Why we chose a spherical configuration
A sphere resting on a flat plane is in a state of neutral equilibrium and has the advantage of having unbiased tendency to roll in any direction when disturbed (Gupta, Singhal and Vasishtha, 1991). The state of neutrality also eliminates the need to deal with tripping and getting back up (as is the case with robots that have limbs).
How we intend to make the sphere roll
To induce rolling motion of the sphere, one common way is to exert a force on the sphere's exterior. However, a limitation of this method is that the sphere needs to be in contact with an external actuator that is responsible for the force. If we were to have any additional fixtures upon the exterior of the sphere, we would lose the unbiased freedom of the ball to move in any direction parallel to the surface it is resting on.
Another method is to displace the center of mass of the robot so that the sphere rolls in the direction of displacement. To execute this idea, a movable, heavy and dense mass is suspended in the middle of a hollow sphere. This heavy mass will be attached to an actuator within the sphere to bring about internal displacement of the robot's centre of mass, without altering the spherical exterior of the robot. Whenever the heavy mass is displaced in a particular direction, the center of mass and hence the robot would move in the same direction.
Why we chose to use diaphragm dielectric elastomer actuators (DEAs)
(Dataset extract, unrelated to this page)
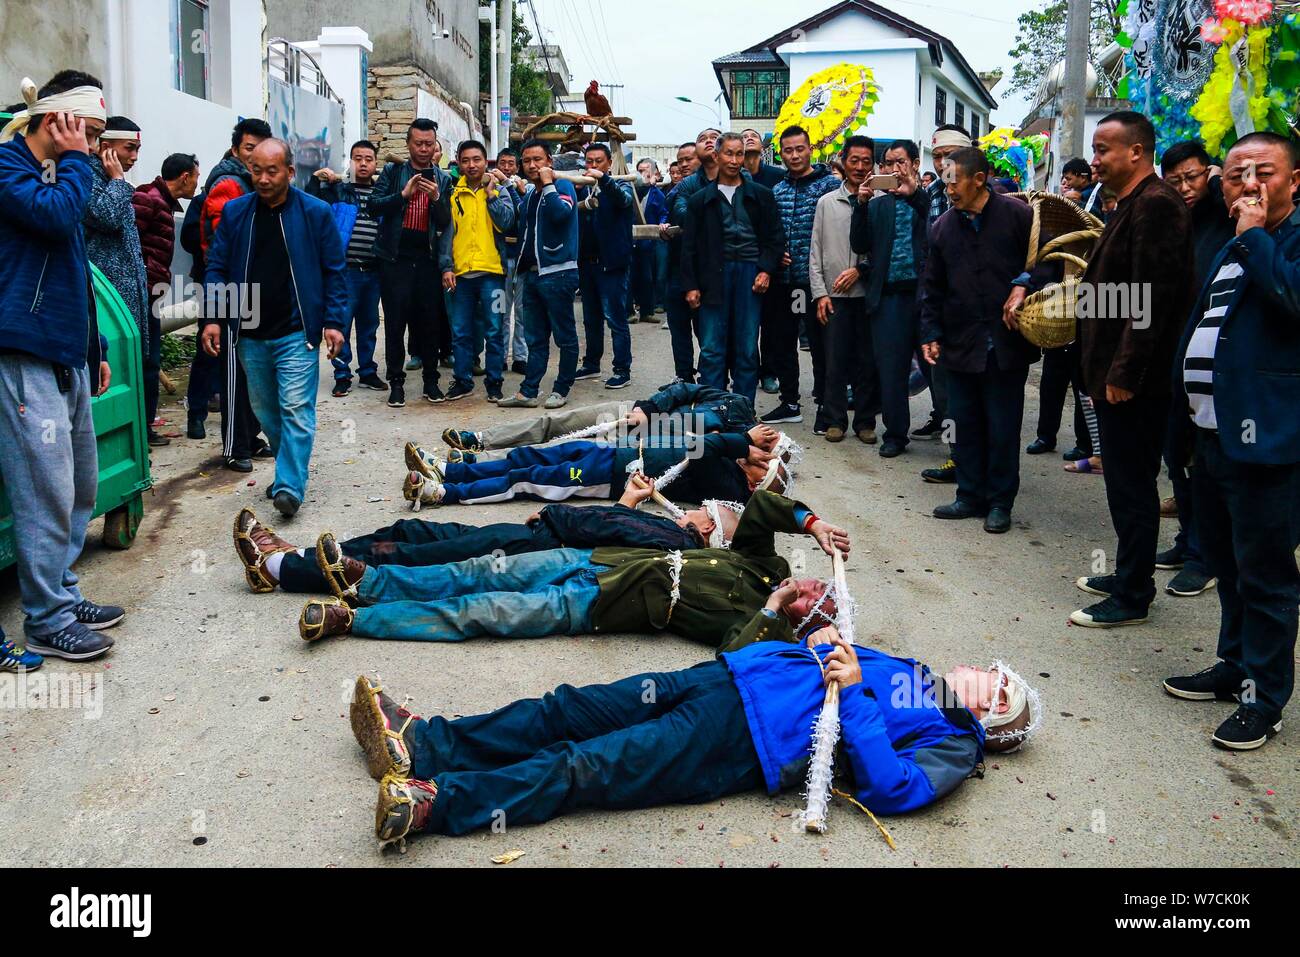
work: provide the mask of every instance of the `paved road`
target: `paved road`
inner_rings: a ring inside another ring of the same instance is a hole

DEA is a suitable mechanism for inducing internal displacement of the heavy mass we intend to suspend in the hollow sphere, as suggested in the previous paragraph, because DEA is lightweight and will not significantly affect the concentration of mass of the robot at the dense mass. Dielectric elastomers (DEs) are electromechanical transducers able to convert electrical input into mechanical energy as manifested in actuation. In order to actuate, the DE film is painted on both sides with compliant electrodes. When voltage is applied, charging of the DE will induce maxwell stress in the film and it will be compressed in the thickness direction. Assuming that the DE film has unchanged volume (Incompressible), there will be planar expansion of the film. (Gu G. Y. et al., 2017)
Figure 2.1: Schematic of the internal center-of-mass-displacement system
Figure 2.2: Schematic of the heavy mass being displaced
The heavy, dense mass will be suspended at the center of the hollow sphere by means of rigid beams, which will be held in place by 2 diaphragm DEA actuators - the beams will be kept there by the compressive forces exerted by the diaphragms and the diaphragms will be in tension to balance that.
For the diaphragm actuators, DE film will be stretched over a rigid cylindrical film and held in tension because the pre-strained condition enhances the actuation and hence the displacement of the mass (Li B. et al., 2011). Acrylic VHB 4910 is the chosen DE because this material has high dielectric constant, produces good strain and can withstand shear (Adezif.com, 2017; Barnes A. et al., 2007; Plante J. S. and Dubowsky S., 2006).